On plonge bien un temps, de tuk-tuk pétaradant en dérivées piétonnes dans le centre trépidant de la capitale. Au pied des grandes tours d'affaires, tout semble en chantier, ou bien délabré dans de petits immeubles cubliques, multicolores et dépouillés. Dans la rue, de minuscules stands de restauration alignent des successions de brochettes, de soupes, de poissons et de légumes frits à côté de quelques tables de fortune où se presse la population de la ville.
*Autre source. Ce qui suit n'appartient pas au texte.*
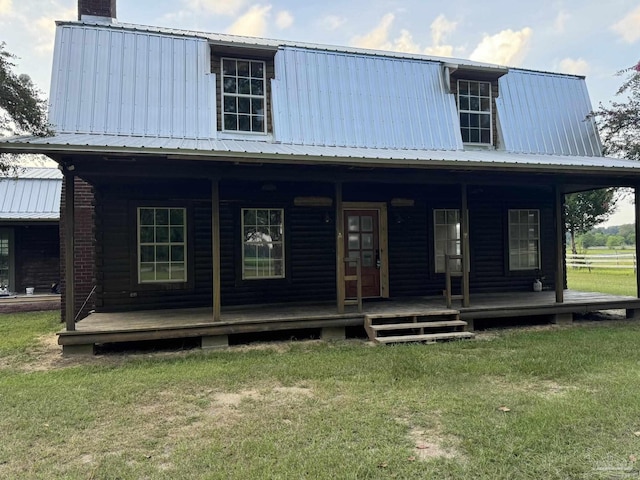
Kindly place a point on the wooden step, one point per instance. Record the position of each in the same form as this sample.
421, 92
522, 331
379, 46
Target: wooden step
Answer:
409, 325
424, 313
427, 337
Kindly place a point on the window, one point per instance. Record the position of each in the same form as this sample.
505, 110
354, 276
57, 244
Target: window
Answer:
262, 243
162, 245
524, 239
243, 95
5, 260
474, 106
447, 237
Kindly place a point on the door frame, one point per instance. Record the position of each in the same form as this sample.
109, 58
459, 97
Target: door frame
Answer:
383, 243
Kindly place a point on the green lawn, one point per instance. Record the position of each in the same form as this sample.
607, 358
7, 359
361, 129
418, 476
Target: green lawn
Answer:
326, 410
614, 281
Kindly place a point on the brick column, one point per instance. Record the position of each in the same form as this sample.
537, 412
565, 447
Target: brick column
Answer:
84, 259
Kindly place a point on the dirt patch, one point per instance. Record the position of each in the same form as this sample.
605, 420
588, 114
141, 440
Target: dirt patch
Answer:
430, 442
429, 445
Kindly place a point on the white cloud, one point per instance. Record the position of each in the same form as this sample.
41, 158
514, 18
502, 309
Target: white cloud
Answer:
561, 21
253, 23
6, 7
333, 22
441, 28
216, 7
378, 38
284, 19
629, 27
577, 66
504, 48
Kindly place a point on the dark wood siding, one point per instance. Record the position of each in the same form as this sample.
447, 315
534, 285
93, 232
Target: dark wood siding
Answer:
309, 240
37, 257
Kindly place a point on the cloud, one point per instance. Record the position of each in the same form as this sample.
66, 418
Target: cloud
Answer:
561, 21
504, 48
577, 66
441, 28
378, 38
6, 7
215, 7
253, 23
332, 22
629, 27
284, 20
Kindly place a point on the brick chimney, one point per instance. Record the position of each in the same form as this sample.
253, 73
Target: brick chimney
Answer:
97, 10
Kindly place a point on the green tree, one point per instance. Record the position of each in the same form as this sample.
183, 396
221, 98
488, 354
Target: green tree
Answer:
22, 109
619, 122
585, 210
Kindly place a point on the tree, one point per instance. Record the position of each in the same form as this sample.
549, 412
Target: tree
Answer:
619, 123
585, 210
22, 110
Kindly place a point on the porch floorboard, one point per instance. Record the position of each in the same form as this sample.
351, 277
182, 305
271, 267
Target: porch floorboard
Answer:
111, 327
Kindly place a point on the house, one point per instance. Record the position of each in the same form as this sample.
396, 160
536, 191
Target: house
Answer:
29, 234
246, 185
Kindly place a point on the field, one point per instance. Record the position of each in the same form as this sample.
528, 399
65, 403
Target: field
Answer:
617, 281
546, 402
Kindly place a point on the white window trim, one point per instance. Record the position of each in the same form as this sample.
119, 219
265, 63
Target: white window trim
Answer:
184, 243
490, 112
435, 240
237, 95
539, 253
281, 242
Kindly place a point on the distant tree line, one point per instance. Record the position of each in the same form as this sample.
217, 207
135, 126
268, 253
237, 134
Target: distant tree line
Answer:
619, 236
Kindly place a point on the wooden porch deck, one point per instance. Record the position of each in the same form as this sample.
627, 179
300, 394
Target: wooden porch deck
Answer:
100, 328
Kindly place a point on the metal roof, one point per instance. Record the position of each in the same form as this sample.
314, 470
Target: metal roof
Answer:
34, 195
116, 81
211, 149
274, 44
544, 113
338, 99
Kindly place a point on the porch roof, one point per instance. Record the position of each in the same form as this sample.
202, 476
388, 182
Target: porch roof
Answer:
266, 151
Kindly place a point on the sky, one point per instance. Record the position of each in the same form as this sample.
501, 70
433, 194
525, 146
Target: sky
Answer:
594, 38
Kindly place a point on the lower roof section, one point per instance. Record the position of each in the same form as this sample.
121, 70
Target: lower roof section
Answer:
264, 151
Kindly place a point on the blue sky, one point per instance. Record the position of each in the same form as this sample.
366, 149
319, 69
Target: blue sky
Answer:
594, 38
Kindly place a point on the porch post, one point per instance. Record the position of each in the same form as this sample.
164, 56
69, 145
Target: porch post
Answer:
464, 233
340, 287
215, 244
69, 250
636, 192
560, 247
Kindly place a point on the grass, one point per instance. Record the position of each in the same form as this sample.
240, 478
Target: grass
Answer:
326, 410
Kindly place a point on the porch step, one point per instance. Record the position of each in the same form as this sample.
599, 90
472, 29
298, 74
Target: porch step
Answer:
423, 326
427, 337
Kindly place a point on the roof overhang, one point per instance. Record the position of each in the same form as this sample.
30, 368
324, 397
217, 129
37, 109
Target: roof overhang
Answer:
241, 151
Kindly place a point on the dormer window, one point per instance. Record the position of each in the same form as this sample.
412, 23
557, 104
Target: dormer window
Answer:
243, 95
474, 107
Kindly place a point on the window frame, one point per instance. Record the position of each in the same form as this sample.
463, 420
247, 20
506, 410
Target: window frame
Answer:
437, 254
249, 96
480, 112
282, 242
184, 243
510, 229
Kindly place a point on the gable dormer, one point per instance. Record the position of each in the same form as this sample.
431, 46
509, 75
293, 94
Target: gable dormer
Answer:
243, 96
475, 89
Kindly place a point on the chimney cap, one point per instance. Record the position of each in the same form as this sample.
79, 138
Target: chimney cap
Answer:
97, 10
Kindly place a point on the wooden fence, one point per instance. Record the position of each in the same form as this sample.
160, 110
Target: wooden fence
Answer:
614, 260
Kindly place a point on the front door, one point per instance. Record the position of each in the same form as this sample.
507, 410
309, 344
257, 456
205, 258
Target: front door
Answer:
362, 240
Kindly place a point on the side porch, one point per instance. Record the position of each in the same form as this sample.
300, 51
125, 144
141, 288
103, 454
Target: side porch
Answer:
153, 325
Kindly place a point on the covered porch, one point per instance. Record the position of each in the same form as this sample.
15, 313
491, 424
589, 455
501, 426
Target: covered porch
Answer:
144, 325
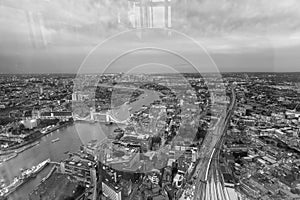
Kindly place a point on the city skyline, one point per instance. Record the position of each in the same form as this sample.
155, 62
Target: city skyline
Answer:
56, 36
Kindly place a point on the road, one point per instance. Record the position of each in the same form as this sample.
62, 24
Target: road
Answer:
207, 177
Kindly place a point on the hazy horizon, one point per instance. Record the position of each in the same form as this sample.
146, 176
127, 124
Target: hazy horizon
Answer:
55, 36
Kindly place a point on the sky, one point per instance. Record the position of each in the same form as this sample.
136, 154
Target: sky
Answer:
62, 36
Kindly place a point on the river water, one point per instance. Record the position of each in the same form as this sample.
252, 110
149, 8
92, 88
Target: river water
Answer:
71, 138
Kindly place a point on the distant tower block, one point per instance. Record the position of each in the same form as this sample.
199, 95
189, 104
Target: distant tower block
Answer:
41, 90
150, 13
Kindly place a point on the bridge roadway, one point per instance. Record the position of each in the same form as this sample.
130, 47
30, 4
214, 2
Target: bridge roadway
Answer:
208, 183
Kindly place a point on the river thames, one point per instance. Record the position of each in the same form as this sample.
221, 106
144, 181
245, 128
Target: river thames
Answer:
70, 140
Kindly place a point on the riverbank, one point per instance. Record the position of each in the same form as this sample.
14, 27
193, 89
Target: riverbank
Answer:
25, 176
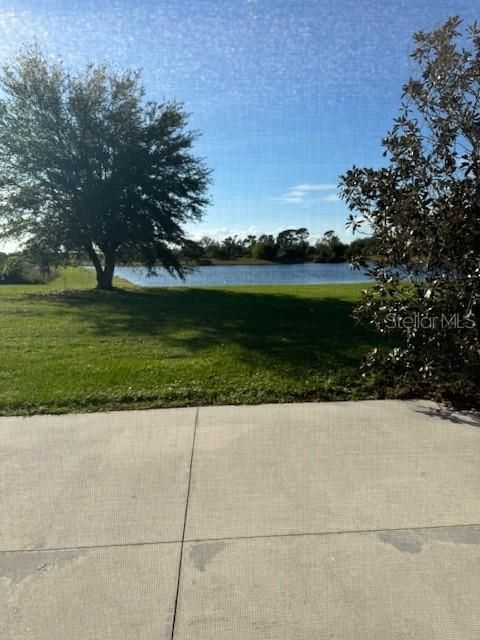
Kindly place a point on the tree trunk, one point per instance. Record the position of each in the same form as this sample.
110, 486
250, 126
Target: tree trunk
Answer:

L'air est acide, le bruit omniprésent, en un mouvement qui semble ne pouvoir s'apaiser un peu que lorsque la nuit est déjà bien avancée.
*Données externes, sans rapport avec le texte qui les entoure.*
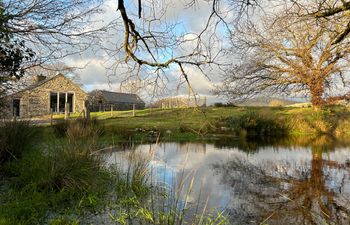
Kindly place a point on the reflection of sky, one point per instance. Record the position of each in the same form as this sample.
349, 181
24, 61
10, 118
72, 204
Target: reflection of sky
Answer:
172, 163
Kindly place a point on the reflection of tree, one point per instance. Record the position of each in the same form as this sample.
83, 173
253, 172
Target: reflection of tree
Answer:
285, 193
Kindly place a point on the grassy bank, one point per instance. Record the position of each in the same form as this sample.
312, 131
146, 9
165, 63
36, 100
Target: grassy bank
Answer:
213, 122
60, 177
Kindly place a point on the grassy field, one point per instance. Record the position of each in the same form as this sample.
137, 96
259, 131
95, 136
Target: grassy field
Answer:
211, 122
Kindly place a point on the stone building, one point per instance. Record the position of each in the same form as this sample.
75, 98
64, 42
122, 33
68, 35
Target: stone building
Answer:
107, 100
47, 95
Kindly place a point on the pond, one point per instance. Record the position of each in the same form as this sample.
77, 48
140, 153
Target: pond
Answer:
298, 181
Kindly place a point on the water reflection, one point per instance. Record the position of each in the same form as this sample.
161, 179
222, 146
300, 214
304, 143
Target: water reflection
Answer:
290, 181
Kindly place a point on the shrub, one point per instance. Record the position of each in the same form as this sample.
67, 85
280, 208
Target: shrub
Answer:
15, 138
255, 123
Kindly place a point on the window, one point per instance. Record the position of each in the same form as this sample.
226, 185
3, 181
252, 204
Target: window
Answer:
60, 100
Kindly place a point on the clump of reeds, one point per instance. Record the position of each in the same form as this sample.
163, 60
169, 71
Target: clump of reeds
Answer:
15, 138
255, 123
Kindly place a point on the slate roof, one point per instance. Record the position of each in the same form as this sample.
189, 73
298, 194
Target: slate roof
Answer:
118, 97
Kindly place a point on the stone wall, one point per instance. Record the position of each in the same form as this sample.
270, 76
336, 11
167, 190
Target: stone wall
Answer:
36, 101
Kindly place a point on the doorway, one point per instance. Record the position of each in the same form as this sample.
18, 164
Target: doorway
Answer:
16, 107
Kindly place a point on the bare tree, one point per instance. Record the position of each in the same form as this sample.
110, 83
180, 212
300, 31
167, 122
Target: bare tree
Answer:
286, 53
41, 32
332, 10
154, 47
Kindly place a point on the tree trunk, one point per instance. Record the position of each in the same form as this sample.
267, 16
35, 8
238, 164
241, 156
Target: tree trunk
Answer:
316, 91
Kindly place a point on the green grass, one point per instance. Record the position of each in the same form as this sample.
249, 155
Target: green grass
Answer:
185, 124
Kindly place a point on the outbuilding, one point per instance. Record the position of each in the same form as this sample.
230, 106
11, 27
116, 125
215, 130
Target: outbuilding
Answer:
101, 100
47, 95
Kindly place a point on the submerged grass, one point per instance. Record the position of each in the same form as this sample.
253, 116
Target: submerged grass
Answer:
155, 204
15, 138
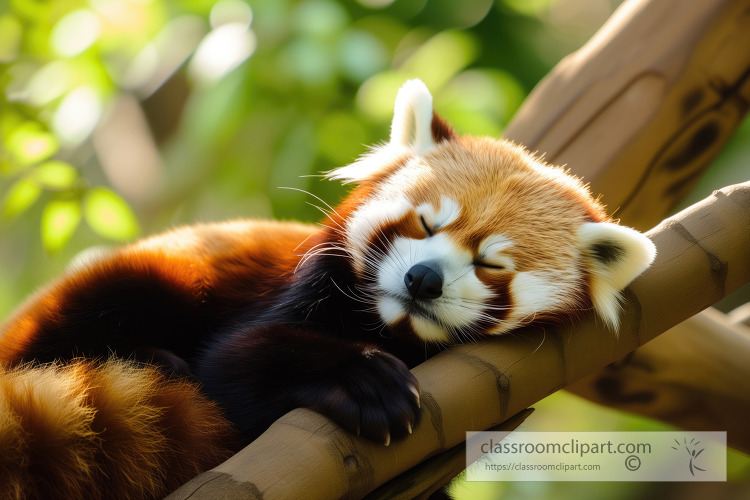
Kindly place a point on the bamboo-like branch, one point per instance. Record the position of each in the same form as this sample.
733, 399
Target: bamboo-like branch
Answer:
704, 254
640, 111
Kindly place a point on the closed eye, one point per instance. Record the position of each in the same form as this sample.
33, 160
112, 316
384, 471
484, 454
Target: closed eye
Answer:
426, 227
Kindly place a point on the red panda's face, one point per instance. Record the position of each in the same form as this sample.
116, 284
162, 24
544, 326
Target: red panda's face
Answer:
453, 238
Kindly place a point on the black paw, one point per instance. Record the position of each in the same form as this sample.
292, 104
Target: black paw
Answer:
374, 395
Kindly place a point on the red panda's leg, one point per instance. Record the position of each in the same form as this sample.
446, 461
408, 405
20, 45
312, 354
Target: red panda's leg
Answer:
259, 374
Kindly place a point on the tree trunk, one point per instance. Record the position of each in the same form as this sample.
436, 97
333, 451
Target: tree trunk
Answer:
703, 254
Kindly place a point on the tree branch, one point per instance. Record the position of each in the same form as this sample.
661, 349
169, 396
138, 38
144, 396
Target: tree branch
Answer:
704, 253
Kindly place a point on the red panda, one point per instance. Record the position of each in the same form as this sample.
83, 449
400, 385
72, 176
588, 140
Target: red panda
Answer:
444, 239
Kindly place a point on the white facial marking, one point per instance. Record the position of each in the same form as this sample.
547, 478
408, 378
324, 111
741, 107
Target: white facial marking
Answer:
390, 310
428, 330
367, 219
462, 301
533, 293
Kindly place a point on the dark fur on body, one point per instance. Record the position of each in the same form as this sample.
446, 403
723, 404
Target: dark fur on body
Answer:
444, 239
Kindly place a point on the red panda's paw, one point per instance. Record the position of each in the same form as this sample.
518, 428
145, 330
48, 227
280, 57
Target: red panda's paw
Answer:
375, 396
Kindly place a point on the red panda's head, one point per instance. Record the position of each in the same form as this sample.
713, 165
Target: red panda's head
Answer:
455, 237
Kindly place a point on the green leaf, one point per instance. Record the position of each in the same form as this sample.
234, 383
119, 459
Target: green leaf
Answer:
21, 195
60, 219
109, 215
54, 175
31, 144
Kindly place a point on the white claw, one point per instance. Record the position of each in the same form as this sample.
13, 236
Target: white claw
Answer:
416, 395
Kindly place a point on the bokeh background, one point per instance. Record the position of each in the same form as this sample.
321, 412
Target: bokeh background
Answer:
121, 118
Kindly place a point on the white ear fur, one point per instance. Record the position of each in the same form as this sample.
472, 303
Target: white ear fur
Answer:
615, 255
411, 132
412, 118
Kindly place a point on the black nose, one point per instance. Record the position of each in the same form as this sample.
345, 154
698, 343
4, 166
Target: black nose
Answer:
423, 282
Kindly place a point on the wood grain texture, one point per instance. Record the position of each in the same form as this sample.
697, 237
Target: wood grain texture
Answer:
478, 386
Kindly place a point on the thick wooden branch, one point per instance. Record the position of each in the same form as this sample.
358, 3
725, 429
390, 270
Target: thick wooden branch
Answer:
704, 253
640, 111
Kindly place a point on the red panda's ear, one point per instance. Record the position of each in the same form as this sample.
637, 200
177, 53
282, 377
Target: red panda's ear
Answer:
415, 129
614, 255
411, 127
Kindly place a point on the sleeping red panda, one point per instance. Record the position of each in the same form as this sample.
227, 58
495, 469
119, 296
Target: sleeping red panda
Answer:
444, 239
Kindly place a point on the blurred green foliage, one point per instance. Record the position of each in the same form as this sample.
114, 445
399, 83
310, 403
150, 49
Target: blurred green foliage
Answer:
120, 118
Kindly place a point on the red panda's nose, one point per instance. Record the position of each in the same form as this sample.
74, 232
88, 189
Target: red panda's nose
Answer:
423, 282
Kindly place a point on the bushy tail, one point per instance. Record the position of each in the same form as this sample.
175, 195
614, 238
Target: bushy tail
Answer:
114, 429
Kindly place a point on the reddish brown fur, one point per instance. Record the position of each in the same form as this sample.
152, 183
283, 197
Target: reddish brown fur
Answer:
110, 430
123, 430
224, 266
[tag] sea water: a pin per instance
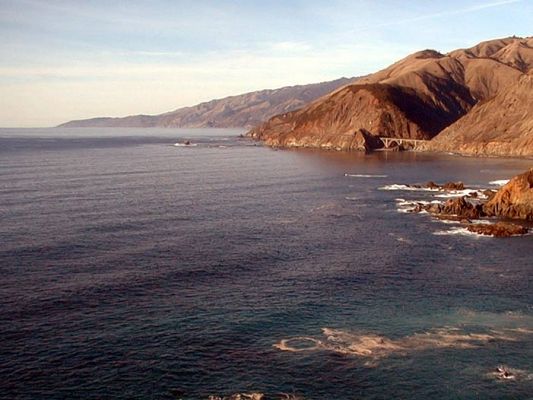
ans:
(133, 268)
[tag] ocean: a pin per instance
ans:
(135, 269)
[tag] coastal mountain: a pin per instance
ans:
(244, 110)
(475, 100)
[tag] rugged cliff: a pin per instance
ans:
(423, 95)
(245, 110)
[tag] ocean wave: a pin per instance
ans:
(506, 373)
(459, 193)
(398, 187)
(499, 182)
(365, 176)
(374, 346)
(185, 145)
(459, 232)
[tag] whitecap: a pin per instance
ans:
(365, 176)
(396, 186)
(375, 346)
(459, 232)
(459, 193)
(185, 145)
(499, 182)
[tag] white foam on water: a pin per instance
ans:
(398, 187)
(459, 232)
(185, 145)
(457, 193)
(365, 176)
(499, 182)
(375, 346)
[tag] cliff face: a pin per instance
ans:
(419, 97)
(245, 110)
(502, 125)
(514, 200)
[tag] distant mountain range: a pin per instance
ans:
(473, 101)
(476, 101)
(246, 110)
En marge de cette atmosphère vibrionnante et saturée, une indéniable indolence se fait pourtant jour en creux, ici ou là, en retrait des grands axes, comme si elle était à la fois économiquement déplacée et culturellement puissante. C'est celle des gardiens et agents de tous ordres, des concierges, des cantonniers, de toutes les petites mains qui échappent au tempo des grandes artères. C'est, plus exactement, et comme chez les conducteurs de tuk-tuk, une indolence dont on sent qu'elle peut vite rentrer dans la ronde, avant de retourner, un peu plus tard, à son inertie première.

A travers la moiteur du climat, dans les interstices de la Cité des anges, on sent bien la déliquescence des moeurs qui guette le voyageur, cette ambiance où se mêlent la culture du massage et les circuits touristiques, les parfums un peu âcres dans les recoins des boutiques. D'ailleurs, c'est bien le gynécologue de Danièle Mitterrand qui s'ennuyait aux Seychelles après un poste en Afrique, que l'on finit par envoyer là et qui, d'échappées nocturnes en caves obscures aménagées dans les sous-sols de l'ambassade, ruina pour longtemps la crédibilité, sur place, de notre diplomatie.

Quitter les miasmes délétères du centre pour retrouver un peu d'air et de champ en plongeant sur le fleuve : je saute dans une longue embarcation qui m'emmène vers les faubourgs en une grande boucle vers le sud-ouest. C'est une jonque très allongée qui, mue par un petit moteur qui fait un raffût du tonnerre, se laisse glisser sur le fleuve en slalomant entre des embarcations plus imposantes. On coupe vers l'autre rive pour s'engouffrer dans un réseau de canaux plus étroits qui irrigue. Un autre monde commence au bord de ces flots kaki et calmes.

Les baraques sur pilotis se nichent les unes à côté des autres, coincées entre une végétation expansive et le réseau serré des canaux. Parfois, une demeure de luxe esquisse une fière apparition avant de disparaître bien vite derrière un épais rideau de mangroves. De grandes tours surgissent par endroits entre de petites installations artisanales et des chapelets de petits temples dorés. Des pêcheurs miséreux y croisent des marchands de pacotille. Les femmes s'occupent du linge, les enfants jouent dans l'eau, des adolescents fument sous les proches, les vieux contemplent un ciel gris qui semble absorber les couleurs.

Plus loin, on fait une halte obligée dans un vieux zoo un peu perdu, logé dans un méandre du canal. Tout y part à vau-l'eau, les murs décrépis, les bassins qui s'effondrent, les cages mal entretenues. D'un vieux crocodile apathique à un couple de perruches survoltées, entre des ours encombrés d'eux-mêmes et des singes mal à l'aise, les animaux hésitent entre la dépression et le chahut. On est loin du "Pig Racing Ground" du Sriracha Tiger Zoo... De l'autre côté, c'est la ferme aux serpents : des cobras royaux, dans des cages de verre, y dévorent leurs petits tandis que sur la piste d'un show dont les lumières semblent depuis longtemps éteintes de jeunes dresseurs provoquent des vipères pour une poignée de baths. Cet autre monde se clôt quand la ville reparaît, après la dernière écluse, avec les tours rutilantes de Bangkrak et de Samphan Thawong.

Etrange impression d'un monde qui nous échappe à travers les contrastes brutaux si familiers à l'Asie. Un authentique art de vivre plein de grâce et de goût y côtoie une misère crasse et, sous le mouvement trépidant de la ville, c'est l'indolence de la culture qui sommeille. On s'y abandonne un peu. On s'y perdrait. On s'en va.